Today I bought a dress. It is in rather beautiful fuchsia silk, and was made by Carmen Marc Valvo, New York. I also bought two brassieres and five pairs of panties in varieties of black lace. This, you may have surmised, is not by way of confession. I might add that the only true unmentionable among this veritable hoard is the price. Shopping with a lady can be joyful; shopping for a lady is an unmatched pleasure.
It is always more rewarding to give than to receive, and all the more so when the reception is rapturous. In my experience, and contrary to popular opinion among men, women do not like to shop. Nothing fits properly; designers have other body shapes in mind; mirrors do not flatter. Their feet hurt. And to top it all off, their male companions drag their feet, look like wet weekends, and cannot muster a sincere comment, either because of fear or because of boredom.
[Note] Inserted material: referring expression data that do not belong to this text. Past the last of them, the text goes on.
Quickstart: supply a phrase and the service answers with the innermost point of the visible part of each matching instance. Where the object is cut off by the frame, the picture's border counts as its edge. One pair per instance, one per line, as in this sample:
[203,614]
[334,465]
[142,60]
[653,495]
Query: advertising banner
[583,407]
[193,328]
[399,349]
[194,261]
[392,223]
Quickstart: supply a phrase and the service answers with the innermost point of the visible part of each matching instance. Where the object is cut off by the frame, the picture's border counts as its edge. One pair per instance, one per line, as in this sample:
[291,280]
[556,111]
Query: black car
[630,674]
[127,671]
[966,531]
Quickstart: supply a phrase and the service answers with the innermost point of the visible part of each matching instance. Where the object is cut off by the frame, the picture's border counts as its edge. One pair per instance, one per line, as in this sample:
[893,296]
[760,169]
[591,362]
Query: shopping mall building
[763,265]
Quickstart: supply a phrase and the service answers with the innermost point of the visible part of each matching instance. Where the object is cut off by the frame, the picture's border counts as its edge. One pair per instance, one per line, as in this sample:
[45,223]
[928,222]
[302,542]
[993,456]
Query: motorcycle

This, dear men, is all your fault.
Engage with a woman’s shopping mission. Take an interest in what she wants. Empathise with her desires. Offer input before she gets to the changing room. Make suggestions yourself, based on considered judgments of her style. Don’t be afraid to dare her, but don’t cheapen her. Tell her if something doesn’t suit, and tell her why. Be honest above all things. And if a garment just does it, for God’s sake don’t mumble that it’s ‘alright’. Allow your internal expression to paint your face. If your eyes light up, she will have the pertinent information. I promise, if you do these things then you, the male companion, will not be bored, and she will thank you for all of it. The mutual bad mood can be avoided.
Now, as for buying ladies’ underwear, let me reassure you. Women wear their finest delicates when they want to feel good; when they want to feel confident. A woman preserves her best for a job interview, for a business meeting, and yes, for a date. Her French frillies are not for us men, however much we may like them. Therefore, when shopping for women’s underwear, think about what she would like, rather than going off the deep end with your own Cabaret inspired monstrous fantasies. And take that stupid look off your face, like you’ve turned up naked to a black-tie ball. A man who can confidently handle, and mention, intimate lace in a shop will surely not falter when it comes to handling it in intimate situations.
I bought a dress today, and man did it feel good.